Avec une certaine transparence, on sait très bien qu'un journal ou un autre penche d'une certaine façon. C'est le secteur privé. Quand les gens lisent un journal ou un autre, ils savent quel genre d'information ils vont y trouver.
En tant que travailleurs des médias, l'important pour nous est qu'il y ait une multiplicité de sources. Cela veut dire que les médias ne peuvent pas être concentrés dans les mains d'un seul groupe. C'est ça, le problème.

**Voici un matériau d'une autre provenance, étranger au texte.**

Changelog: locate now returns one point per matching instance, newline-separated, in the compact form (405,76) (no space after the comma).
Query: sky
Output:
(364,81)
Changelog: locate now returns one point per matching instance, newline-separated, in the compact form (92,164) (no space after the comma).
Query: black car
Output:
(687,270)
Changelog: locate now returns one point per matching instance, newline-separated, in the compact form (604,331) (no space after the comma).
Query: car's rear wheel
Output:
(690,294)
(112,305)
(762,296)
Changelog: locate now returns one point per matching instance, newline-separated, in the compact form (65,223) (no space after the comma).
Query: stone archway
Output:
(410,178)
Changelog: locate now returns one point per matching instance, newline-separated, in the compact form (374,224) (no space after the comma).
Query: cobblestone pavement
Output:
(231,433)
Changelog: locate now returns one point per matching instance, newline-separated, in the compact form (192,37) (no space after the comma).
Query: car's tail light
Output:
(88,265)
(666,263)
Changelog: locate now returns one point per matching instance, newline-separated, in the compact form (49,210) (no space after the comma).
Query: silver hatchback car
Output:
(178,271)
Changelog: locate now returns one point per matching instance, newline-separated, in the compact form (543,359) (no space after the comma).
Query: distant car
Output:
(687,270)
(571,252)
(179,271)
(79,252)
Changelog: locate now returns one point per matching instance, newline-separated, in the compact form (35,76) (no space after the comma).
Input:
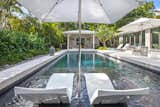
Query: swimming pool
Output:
(123,76)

    Si on s'assure qu'il n'y a pas de concentration des médias dans les mains d'un seul groupe, l'information viendra de partout, il y aura de multiples sources d'information, et les Canadiens auront plus de chances d'avoir une vision équilibrée.

[Traduction]

     Monsieur Geist, ma question se fonde sur ce que Mme Forest vient de dire. Vous avez dit précédemment que d'autres voix doivent être entendues. Craignez-vous que la propriété étrangère des médias canadiens et l'orientation prise nuisent aussi, lorsqu'on ne peut pas y faire contrepoids, à l'émergence d'autres voix dans l'écosystème?
(1350)
    Je dois l'admettre, je pense qu'il y a des raisons d'être préoccupé par l'ingérence étrangère, en particulier dans certains secteurs réglementés.

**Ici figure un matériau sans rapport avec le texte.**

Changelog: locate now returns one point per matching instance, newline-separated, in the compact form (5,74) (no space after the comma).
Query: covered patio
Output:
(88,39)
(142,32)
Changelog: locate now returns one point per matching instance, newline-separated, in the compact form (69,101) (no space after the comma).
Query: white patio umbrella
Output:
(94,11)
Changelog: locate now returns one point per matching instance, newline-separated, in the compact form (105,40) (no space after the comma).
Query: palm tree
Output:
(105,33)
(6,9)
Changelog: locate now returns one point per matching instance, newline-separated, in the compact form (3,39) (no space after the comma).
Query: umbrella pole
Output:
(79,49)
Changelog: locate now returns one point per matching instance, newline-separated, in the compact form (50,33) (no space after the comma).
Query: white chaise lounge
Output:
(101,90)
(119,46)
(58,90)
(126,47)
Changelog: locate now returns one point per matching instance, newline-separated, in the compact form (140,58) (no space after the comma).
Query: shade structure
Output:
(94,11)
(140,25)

    Je n'ai jamais vraiment compris certaines des objections à la propriété étrangère. Pour les radiodiffuseurs, par exemple, peu importe qui est le propriétaire, cela n'a pas vraiment d'importance; ce qui compte, ce sont les règles qui y sont associées.
    Je comprends tout à fait que, dans un environnement Internet, la présence de grands joueurs étrangers augmente les risques. Honnêtement, cela signifie que nous voudrions faire venir certains de ces joueurs, ce qui rend la récente décision qui a été prise au sujet de TikTok un peu étonnante. Je ne comprends pas pourquoi nous expulserions une entreprise si cela complique l'application de mesures à son encontre lorsque nous sommes confrontés à ce type de problèmes.

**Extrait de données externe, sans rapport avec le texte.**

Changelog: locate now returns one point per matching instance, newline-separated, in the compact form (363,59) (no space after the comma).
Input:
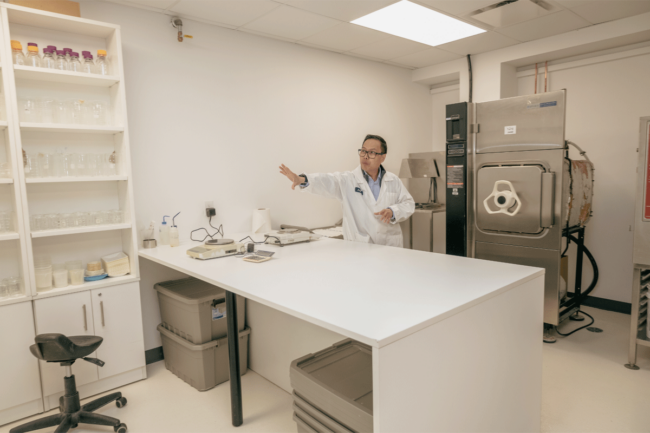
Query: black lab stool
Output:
(66,350)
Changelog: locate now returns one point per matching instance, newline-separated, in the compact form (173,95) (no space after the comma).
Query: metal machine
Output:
(640,325)
(424,177)
(512,192)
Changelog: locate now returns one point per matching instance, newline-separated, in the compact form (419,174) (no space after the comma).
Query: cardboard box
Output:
(65,7)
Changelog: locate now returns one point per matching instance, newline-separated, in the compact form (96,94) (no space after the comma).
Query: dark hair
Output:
(384,146)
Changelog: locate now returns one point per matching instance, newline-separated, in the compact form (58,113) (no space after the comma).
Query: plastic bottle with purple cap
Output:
(33,58)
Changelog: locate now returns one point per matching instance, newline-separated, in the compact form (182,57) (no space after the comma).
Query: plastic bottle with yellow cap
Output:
(33,57)
(17,53)
(101,65)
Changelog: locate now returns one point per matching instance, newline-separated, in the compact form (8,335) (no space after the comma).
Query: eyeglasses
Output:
(371,154)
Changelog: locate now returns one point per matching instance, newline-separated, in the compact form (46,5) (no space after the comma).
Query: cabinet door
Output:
(68,315)
(19,378)
(118,319)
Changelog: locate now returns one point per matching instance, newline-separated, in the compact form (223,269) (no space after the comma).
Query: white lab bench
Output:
(457,342)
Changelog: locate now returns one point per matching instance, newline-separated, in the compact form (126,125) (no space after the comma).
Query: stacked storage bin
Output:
(332,389)
(194,331)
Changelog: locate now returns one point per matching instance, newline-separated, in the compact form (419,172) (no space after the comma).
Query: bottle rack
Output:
(27,196)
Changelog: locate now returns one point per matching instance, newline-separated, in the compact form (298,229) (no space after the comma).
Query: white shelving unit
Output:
(26,196)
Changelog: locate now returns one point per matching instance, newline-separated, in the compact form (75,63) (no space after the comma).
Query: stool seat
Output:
(60,348)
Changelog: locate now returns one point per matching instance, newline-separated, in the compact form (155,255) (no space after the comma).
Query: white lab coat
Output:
(360,223)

     Nous devons veiller à ce que la réglementation de ces grands joueurs intervienne. Il s'agit en partie de nous assurer qu'ils mènent bien leurs activités ici et que nous disposons de règles qui conviennent.
    Monsieur Geist, madame Forest, madame Mahoney, merci pour cette dernière heure de témoignages.
    Nous en sommes maintenant aux travaux du Comité. Il y a un budget de 36 700 $ pour l'étude sur la protection de la liberté d'expression. Il a été distribué à tous les membres du Comité.
     Plaît‑il au Comité d’adopter le budget?
    Des députésOui.
     Pour que les choses soient claires, monsieur le président, s'agit‑il des dépenses consacrées à cette étude uniquement?
    Je comprends. Le montant semble élevé, mais nous en sommes là, alors autant...
    Il s'agit de quatre réunions.
    Oui, il s'agit de quatre réunions.
    Une voix: Eh bien, pour les vols...
    Le président: En fait, il s'agit de six réunions.
    Nous irons de l'avant.
    Le Comité accepte‑t‑il que la séance soit levée?
    Des députés: Oui.
    Le président: Bien. Merci. La séance est levée.